Johnson's persuasiveness and understanding of Congress helped him to pass a remarkable flurry of legislation and gained him a reputation as a legislative master. Johnson was aided by his party's large congressional majorities and a public that was receptive to new federal programs, but he also faced a Congress dominated by the powerful conservative coalition of southern Democrats and Republicans, who had successfully blocked most liberal legislation since the start of World War II. Though Johnson established many lasting programs, other aspects of the Great Society, including the Office of Economic Opportunity, were later abolished. The perceived failures of the Vietnam War nurtured disillusionment with government, and the New Deal coalition fell apart in large part due to tensions over the Vietnam War and the 1968 election. Republicans won five of six presidential elections after Johnson left office. Ronald Reagan came into office in 1981 vowing to undo the Great Society, though he and other Republicans were unable to repeal many of Johnson's programs.

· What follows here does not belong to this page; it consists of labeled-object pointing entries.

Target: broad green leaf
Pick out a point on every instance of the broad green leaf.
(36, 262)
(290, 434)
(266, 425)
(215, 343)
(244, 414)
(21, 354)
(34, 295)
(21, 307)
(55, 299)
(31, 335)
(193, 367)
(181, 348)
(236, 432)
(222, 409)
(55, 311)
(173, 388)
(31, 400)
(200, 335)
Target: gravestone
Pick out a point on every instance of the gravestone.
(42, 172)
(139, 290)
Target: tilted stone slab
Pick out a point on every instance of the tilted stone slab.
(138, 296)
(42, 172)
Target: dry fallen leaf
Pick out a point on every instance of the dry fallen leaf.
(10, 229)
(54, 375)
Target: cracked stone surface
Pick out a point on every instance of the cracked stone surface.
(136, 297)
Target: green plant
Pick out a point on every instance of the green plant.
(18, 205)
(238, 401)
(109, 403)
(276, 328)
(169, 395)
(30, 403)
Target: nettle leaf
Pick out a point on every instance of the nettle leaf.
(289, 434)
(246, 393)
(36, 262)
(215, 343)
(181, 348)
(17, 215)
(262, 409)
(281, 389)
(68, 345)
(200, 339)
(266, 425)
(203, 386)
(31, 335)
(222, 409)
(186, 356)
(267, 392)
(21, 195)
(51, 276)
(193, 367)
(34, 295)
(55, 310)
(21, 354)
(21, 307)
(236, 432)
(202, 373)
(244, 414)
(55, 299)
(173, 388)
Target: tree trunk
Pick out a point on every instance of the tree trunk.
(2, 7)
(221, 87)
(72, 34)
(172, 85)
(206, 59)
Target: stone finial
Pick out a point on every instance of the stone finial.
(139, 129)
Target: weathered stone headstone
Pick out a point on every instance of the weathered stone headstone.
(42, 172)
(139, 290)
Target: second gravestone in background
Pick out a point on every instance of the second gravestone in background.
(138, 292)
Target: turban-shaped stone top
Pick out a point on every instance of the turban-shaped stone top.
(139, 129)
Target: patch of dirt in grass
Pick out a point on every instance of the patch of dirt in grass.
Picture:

Fredrik Logevall argues "there still seems much to recommend the 'orthodox' view that [Johnson] was a parochial and unimaginative foreign policy thinker, a man vulnerable to cliches about international affairs and lacking interest in the world beyond America's shores." Many historians emphasize Johnson's provincialism. The “been in Texas too long” school of interpretation was coined in the Warren I. Cohen and Nancy Bernkopf Tucker anthology, Lyndon Johnson Confronts the World to describe the consensus of historians who see Johnson as a politician with a narrow vision. One smaller group of scholars, called the "Longhorn School", argues that—apart from Vietnam—Johnson had a fairly good record in foreign policy. Many of the "Longhorn School" are students of Robert Dallek, who has argued that "the jury is still out on Johnson as a foreign policy leader". By contrast, Nicholas Evan Sarantakes argues:
 When it comes to foreign policy and world affairs, Lyndon Johnson is remembered as a disaster. That was the popular view of him when he left office and it has remained the dominant view in the years since, be it with the general public or with historians. There is good reason for this view and it can be reduced to one word: Vietnam.